PETALING JAYA: Sime Darby Bhd’s net profit dipped 18.67% to RM244mil for the third quarter ended March 31, 2022 (3Q22), from RM300mil in the corresponding quarter last year.
“Excluding the one-off gains recognised in 3Q21, the group has largely sustained its performance for the quarter under review,” Sime Darby said in a statement.
The one-off gains in the 3Q21 totalled to RM60mil, with gains of RM39mil from Singapore goods and services tax (GST) refund, and RM21mil due to reversal of impairment of Eastern and Oriental Bhd.
The group’s revenue decreased by 4.1% to RM10.57bil in 3Q22 from RM11.02bil in the last corresponding quarter.
However, the diversified conglomerate also added the net profit for the quarter in review was lower due to its core businesses, industrial and motors divisions were impacted by Covid-19 related disruptions in China and Australasia.
The group also saw lower contribution from its industrial division in Australasia which recorded higher operating costs.
The slowdown in construction activity in China and supply chain constraints caused by the conflict in Ukraine further disrupted the group’s results.

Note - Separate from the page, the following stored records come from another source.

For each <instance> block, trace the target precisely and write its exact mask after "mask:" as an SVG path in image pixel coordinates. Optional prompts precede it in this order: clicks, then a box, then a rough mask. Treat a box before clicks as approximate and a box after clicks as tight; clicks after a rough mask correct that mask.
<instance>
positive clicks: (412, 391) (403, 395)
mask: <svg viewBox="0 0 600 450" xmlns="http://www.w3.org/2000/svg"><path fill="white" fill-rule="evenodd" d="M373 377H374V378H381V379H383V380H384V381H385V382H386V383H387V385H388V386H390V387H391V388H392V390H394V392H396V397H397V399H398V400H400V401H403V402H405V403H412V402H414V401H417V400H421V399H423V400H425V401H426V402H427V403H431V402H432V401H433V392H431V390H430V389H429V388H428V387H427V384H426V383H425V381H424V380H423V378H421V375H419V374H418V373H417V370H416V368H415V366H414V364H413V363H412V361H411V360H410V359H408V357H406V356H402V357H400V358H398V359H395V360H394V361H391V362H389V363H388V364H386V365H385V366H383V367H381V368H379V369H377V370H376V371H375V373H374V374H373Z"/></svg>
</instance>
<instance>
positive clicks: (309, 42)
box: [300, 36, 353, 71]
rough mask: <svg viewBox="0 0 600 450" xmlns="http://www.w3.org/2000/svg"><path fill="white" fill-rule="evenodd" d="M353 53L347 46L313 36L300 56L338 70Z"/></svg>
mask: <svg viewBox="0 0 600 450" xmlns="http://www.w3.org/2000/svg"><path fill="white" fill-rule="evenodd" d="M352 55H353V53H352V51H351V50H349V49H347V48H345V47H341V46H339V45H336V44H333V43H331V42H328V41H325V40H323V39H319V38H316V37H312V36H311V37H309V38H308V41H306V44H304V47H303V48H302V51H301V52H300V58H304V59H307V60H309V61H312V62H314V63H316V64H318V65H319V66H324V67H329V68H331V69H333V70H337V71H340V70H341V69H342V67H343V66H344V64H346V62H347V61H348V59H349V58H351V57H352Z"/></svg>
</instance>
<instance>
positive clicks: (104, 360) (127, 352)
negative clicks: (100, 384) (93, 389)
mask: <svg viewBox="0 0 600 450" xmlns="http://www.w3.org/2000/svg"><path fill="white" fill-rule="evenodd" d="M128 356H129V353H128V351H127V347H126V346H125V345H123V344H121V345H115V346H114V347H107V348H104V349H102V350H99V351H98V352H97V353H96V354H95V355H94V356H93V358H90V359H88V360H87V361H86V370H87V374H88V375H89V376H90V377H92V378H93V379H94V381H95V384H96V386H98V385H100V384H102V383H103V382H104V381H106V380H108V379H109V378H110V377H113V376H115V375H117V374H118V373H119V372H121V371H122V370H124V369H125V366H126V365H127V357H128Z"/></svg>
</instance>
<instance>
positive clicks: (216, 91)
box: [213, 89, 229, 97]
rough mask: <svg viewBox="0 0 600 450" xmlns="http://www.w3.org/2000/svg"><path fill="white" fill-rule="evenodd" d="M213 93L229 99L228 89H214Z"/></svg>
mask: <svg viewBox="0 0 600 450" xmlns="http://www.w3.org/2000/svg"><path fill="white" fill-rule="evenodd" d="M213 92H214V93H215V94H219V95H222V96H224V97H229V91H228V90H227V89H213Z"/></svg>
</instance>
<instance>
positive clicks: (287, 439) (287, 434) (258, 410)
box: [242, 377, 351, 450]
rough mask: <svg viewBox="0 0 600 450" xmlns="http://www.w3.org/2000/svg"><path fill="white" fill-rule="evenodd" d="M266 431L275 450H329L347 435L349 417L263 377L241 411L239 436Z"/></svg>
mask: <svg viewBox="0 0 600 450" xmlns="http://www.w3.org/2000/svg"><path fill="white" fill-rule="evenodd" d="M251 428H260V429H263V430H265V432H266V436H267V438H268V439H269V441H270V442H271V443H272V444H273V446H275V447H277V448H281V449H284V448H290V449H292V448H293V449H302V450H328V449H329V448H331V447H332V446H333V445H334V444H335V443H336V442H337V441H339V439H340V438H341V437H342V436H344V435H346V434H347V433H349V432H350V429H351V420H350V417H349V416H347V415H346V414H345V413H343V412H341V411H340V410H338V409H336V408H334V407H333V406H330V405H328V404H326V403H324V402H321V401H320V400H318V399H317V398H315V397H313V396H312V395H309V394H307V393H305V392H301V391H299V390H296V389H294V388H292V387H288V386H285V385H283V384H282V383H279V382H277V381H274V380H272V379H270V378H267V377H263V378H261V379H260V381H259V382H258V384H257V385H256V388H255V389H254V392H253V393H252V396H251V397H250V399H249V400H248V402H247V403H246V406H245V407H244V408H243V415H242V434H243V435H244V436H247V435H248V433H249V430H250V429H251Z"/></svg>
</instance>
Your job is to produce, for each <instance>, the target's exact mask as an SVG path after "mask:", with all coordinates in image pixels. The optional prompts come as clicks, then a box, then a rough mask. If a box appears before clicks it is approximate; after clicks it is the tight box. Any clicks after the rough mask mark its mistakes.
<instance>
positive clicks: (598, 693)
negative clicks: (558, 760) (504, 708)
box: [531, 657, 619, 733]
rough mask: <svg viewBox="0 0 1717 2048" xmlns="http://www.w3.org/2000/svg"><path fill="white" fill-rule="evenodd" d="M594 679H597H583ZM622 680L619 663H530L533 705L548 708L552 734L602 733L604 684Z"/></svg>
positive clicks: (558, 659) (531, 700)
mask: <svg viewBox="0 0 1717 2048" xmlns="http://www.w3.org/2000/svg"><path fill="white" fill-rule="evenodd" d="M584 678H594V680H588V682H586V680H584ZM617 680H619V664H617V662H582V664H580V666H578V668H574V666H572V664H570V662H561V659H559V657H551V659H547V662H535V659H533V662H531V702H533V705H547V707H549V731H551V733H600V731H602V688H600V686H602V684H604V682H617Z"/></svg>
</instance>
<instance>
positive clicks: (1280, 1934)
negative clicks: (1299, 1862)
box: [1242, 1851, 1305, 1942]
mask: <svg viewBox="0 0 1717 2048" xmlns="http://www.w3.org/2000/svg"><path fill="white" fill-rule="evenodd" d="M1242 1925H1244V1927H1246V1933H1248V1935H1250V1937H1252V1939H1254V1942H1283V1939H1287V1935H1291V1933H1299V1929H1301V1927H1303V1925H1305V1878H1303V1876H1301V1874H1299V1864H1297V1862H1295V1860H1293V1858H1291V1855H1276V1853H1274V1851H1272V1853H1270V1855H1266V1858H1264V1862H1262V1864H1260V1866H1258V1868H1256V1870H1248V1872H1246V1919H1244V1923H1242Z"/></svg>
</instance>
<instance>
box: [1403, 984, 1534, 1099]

For the nine-month period ended Mar 31, 2022 (9M22), Sime Darby’s net profit was down to RM825mil from RM1.21bil in the previous comparative period owing to the one off gains received in 9M21. This includes RM272mil gains from the Tesco Malaysia disposal, Singapore GST refund and a RM33mill reversal of impairment with the sale of stake in Eastern and Oriental Bhd.
Excluding the one-off gains, the net profit took a dip because of lower contribution for the group’s industrial division, which continued to be impacted by significant contraction in heavy equipment industry volume in China, and lower operating margins in Australasia.
For 9M22, revenue decreased 4.1% to RM31.8bil compared to RM33.1bil in the previous comparative period.
“On a core profit level for 3Q22, we were able to deliver resilient results despite increasingly tough market conditions,” Sime Darby group chief executive officer Datuk Jeffri Salim Davidson said.
“Motors Malaysia was a standout performer as profits more than tripled from higher vehicle margins and higher profits from assembly operations,” Jeffri said, adding the economies reopening and the bullish commodity prices should sustain the group’s business in the coming quarters.
“Despite the challenges inherent in the business environment today, Sime Darby continues to be supported by a solid balance sheet, broad geographical footprint, and strong brands,” he added.
Jeffri said the group will continue to capitalise on opportunities to rationalise its portfolio and double its efforts to strengthen its industrial and motors divisions.